Feb 02 '25 19:02 Fred78290

Hi @Fred78290,

Sorry for the delay. It was hard to find time to review the changes again and also research what others is doing. Our main concerns with these changes are mainly cost of committing to support this solution by our small team going forward and still the question if that's the right solution for your problem.

To reiterate once again, you main concern with doing SSH is instability (there might be no network, initialization might be slow, OS inside VM might now play well with networking, etc.). That's why we are discussing a way to have bind and connect modes where a program on the host can establish connection with an agent running in the guest, right?
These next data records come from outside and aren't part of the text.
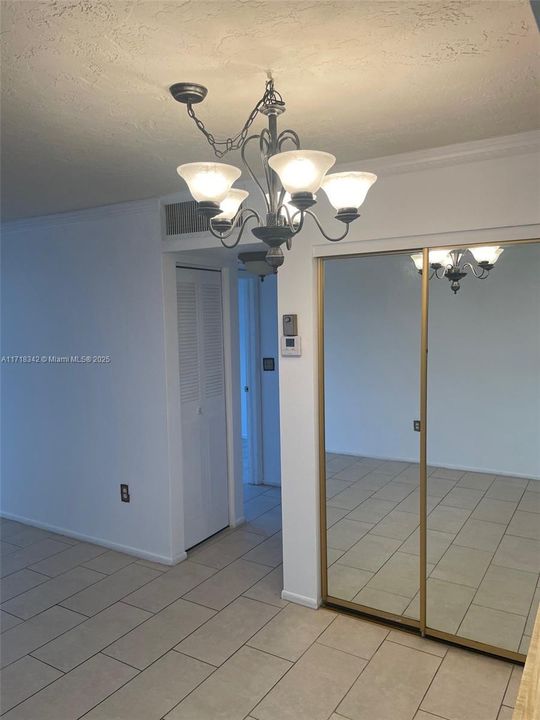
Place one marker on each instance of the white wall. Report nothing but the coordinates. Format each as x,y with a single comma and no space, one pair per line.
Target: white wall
268,322
484,363
418,198
87,283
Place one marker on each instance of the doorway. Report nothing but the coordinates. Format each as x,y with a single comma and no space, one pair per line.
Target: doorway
202,403
259,384
430,475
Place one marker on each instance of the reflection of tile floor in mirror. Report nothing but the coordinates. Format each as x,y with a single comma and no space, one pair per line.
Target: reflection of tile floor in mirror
483,546
96,633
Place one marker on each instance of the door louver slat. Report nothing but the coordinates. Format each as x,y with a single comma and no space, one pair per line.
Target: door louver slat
213,340
186,295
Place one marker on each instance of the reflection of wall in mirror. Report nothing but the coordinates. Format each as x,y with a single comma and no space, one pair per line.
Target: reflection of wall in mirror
484,363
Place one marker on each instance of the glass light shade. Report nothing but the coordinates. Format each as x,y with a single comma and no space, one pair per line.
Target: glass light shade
229,206
489,254
301,170
348,189
418,260
209,182
440,257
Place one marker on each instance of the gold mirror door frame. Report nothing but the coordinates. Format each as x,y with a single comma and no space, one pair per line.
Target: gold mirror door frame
421,624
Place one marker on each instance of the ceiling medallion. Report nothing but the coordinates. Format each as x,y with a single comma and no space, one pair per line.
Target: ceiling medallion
291,179
450,264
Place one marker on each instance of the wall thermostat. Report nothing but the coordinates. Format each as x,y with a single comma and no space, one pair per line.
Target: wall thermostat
291,346
290,325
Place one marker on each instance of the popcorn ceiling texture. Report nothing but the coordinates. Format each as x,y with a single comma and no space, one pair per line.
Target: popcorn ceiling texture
87,118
This agent approach requires:

Having an agent with a special protocol.
Custom image or a way to deliver and configure this agent in guest.
Program running on host that does communicate with the agent using a custom protocol.

Have you looked at --serial and --serial-path arguments for tart run as a way to do this communication for your integration? Plus there is an option of the gust agent staring on 0.0.0.0 on boot and then it will be reachable from the host.

PS for ChatGPT integration it seems VNC might be an interesting approach given the multi-modal capabilities and VNC being "screen sharing + pointer + keyboard".

Feb 04 '25 13:02 fkorotkov

Hi @Fred78290,

Sorry for the delay. It was hard to find time to review the changes again and also research what others is doing. Our main concerns with these changes are mainly cost of committing to support this solution by our small team going forward and still the question if that's the right solution for your problem.

I understand. Probably I must explain in detail what I expect to do: Replace Multipass and Lima.

In fact if you look my repositories, I build some projects around Kubernetes and autoscaling at demand with VMWare, AWS, Openstack, CloudStack Multipass...

Developing on Mac and I used Multipass for testing and seeding but since few month at each MacOS release, multipass stop working and I'm tired to wait that Canonical replace Qemu by MacVZ.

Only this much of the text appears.